As expected, he won all the solid red states and the “lean Trump” swing states of Ohio and Iowa.
He also held two must-win big swing states, North Carolina and Florida.
But most crucially of all, he broke into Hillary Clinton’s “firewall” by winning Wisconsin and Pennsylvania, states her campaign had long assumed it had in the bag.
Breaking the rules
At 70, he is the oldest person in history to be elected US president. He is first reality TV star – and the first non-politician since Dwight Eisenhower – to win the nomination for president of a major political party.
Trump copied and recast Ronald Reagan’s promise to make America great again. In four words it captured both pessimism and optimism, both fear and hope. The slogan harks back to a supposed golden age of greatness – the 1950s, perhaps, or the 1980s – and implies that it has been lost but then promises to restore it.
What is really behind this stolen quote?
When Trump says, “Make America Great Again,” his followers understand he is really saying, “Make America White Again.”
Across the country, Trump fans express similar ideas in their own words. After 18 months of an extraordinarily bitter, traumatic election, it seems there is nothing new to say. But the media have missed entirely the essence of what Trump represents and why he has attracted such an intense following.
We will rebuild our inner cities and provide safety and peace to all of our citizens. American values and culture will be cherished and celebrated once again.

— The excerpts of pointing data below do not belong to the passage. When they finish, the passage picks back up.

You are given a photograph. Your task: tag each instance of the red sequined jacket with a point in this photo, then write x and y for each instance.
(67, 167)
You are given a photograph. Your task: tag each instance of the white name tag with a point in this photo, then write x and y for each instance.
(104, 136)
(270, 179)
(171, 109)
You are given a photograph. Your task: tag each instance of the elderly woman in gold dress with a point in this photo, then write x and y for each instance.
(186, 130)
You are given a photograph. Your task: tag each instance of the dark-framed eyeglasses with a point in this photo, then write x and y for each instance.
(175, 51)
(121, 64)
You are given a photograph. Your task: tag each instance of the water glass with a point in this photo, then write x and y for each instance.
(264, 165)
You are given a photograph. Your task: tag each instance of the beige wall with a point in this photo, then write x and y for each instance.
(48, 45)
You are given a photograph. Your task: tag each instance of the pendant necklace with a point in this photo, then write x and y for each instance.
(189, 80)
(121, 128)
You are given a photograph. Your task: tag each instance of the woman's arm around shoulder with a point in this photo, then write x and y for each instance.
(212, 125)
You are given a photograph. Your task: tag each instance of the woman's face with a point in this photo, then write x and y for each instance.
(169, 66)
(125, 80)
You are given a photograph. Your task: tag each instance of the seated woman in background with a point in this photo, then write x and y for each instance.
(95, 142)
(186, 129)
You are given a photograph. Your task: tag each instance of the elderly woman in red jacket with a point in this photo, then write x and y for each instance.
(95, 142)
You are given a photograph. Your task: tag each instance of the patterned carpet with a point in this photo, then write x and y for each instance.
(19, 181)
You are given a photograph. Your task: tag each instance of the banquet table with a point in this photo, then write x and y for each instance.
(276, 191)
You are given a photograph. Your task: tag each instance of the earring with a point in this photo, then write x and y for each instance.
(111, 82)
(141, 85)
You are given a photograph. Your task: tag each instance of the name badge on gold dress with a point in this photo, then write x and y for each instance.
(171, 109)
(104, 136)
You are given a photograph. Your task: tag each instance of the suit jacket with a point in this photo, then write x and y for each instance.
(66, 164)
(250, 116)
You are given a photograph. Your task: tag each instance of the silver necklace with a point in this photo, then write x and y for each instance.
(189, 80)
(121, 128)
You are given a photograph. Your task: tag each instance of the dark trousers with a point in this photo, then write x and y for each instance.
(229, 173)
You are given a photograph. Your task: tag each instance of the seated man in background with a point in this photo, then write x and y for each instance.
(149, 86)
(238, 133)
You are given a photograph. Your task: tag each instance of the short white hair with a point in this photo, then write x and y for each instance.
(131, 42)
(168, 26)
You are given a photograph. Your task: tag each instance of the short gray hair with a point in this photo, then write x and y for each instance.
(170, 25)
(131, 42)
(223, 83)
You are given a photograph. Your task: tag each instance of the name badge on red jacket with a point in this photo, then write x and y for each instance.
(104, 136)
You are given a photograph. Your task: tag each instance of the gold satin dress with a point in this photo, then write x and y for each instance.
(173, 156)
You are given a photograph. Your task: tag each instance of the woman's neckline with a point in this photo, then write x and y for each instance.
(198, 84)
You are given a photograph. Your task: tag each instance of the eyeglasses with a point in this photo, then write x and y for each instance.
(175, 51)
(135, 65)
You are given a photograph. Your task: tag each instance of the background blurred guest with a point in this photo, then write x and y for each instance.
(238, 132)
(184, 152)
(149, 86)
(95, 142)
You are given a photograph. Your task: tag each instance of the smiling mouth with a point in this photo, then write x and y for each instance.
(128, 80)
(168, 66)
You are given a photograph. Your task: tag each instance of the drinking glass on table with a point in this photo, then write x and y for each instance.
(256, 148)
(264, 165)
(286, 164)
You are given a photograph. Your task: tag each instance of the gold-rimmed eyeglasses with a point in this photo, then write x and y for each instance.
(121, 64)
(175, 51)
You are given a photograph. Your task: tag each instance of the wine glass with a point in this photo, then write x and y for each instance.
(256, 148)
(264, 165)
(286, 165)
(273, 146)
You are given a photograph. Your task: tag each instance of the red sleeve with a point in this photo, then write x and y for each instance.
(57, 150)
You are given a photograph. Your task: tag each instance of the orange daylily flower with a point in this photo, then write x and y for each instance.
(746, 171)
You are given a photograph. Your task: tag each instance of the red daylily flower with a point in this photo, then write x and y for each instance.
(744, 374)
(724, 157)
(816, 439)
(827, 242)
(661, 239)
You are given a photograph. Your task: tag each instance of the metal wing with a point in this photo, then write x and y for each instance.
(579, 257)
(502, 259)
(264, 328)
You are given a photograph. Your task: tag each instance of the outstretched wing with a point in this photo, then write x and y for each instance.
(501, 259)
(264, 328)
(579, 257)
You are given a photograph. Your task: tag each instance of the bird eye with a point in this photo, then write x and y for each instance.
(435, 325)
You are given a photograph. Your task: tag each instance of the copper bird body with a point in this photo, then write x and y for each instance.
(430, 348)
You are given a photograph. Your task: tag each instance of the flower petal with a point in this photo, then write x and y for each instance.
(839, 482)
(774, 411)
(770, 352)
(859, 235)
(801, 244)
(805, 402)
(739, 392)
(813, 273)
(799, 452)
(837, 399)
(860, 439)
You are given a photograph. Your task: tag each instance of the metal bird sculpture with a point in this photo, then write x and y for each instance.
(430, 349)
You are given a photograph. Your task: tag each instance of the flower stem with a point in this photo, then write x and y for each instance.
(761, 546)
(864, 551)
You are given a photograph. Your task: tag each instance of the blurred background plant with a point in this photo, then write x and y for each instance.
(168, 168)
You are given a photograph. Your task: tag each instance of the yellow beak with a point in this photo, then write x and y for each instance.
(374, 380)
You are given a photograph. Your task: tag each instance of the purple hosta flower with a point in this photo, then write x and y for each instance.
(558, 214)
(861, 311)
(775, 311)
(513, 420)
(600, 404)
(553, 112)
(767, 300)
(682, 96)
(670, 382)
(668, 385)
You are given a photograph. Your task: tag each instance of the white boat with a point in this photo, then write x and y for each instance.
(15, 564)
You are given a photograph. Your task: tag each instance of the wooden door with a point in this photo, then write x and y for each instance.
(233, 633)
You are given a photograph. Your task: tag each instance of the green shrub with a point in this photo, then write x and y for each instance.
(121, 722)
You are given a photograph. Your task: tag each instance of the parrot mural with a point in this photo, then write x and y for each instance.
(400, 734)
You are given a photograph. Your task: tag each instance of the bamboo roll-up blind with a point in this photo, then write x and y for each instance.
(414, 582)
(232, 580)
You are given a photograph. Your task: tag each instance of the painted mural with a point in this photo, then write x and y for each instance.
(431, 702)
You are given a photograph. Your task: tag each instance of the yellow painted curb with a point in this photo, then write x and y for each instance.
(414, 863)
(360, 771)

It was an appeal to the heart, not the head, in a country where patriotism should never be underestimated.
What people say
Chuck and Denise, a middle-aged couple from Tacoma
“We’re old-fashioned. We need law and order back. Trump says he’s going to build the wall. The flies come in. The mosquitoes come in.”
“It bothers me we are letting in 200,000 refugees. We have no idea what they’re doing. They are probably affiliated with ISIS. They were raised to hate us.”
John a waiter from Bend, Oregon
“I have a lot more respect for him. He has empathy. He talked about African-American children and inner cities.”
Blake Von Mittman, a proud nationalist
“We are cradling Blacks and minorities like they are daisies. I don’t have a problem with minorities, but they should celebrate privately, and not make it a national holiday like Black History Month or quinceañeras. It’s disgusting.”
Yes, the demographics were against him. When Obama was first elected in 2008, 74% of the total voter turnout was white. By 2012, this had fallen to 71%, and in 2016, it was expected to dip to 69%. After Romney’s defeat four years ago, a Republican autopsy report urged the party to reach out to women and minorities to survive.
Trump did the exact opposite.
Trump was wildly ill-disciplined. There was outrageous behavior and offensive statements that alienated women, African Americans, Mexicans, Muslims, disabled people and, ultimately, believers in constitutional democracy.
In any normal year, such a volatile package would have been disqualifying.
But while those voices were amplified in the media, there were plenty of people who agreed with him. Some could not stomach the idea of a female president. Some proved that racism has not withered away, but rather in some cases has intensified, since the election of the first African American president.
Trump’s appeals to white identity politics and criticisms of Clinton’s corruption were enough to build him a coalition of more than 270 electoral votes in predominately white and rural states. And now he’s going to be the president of all the United States.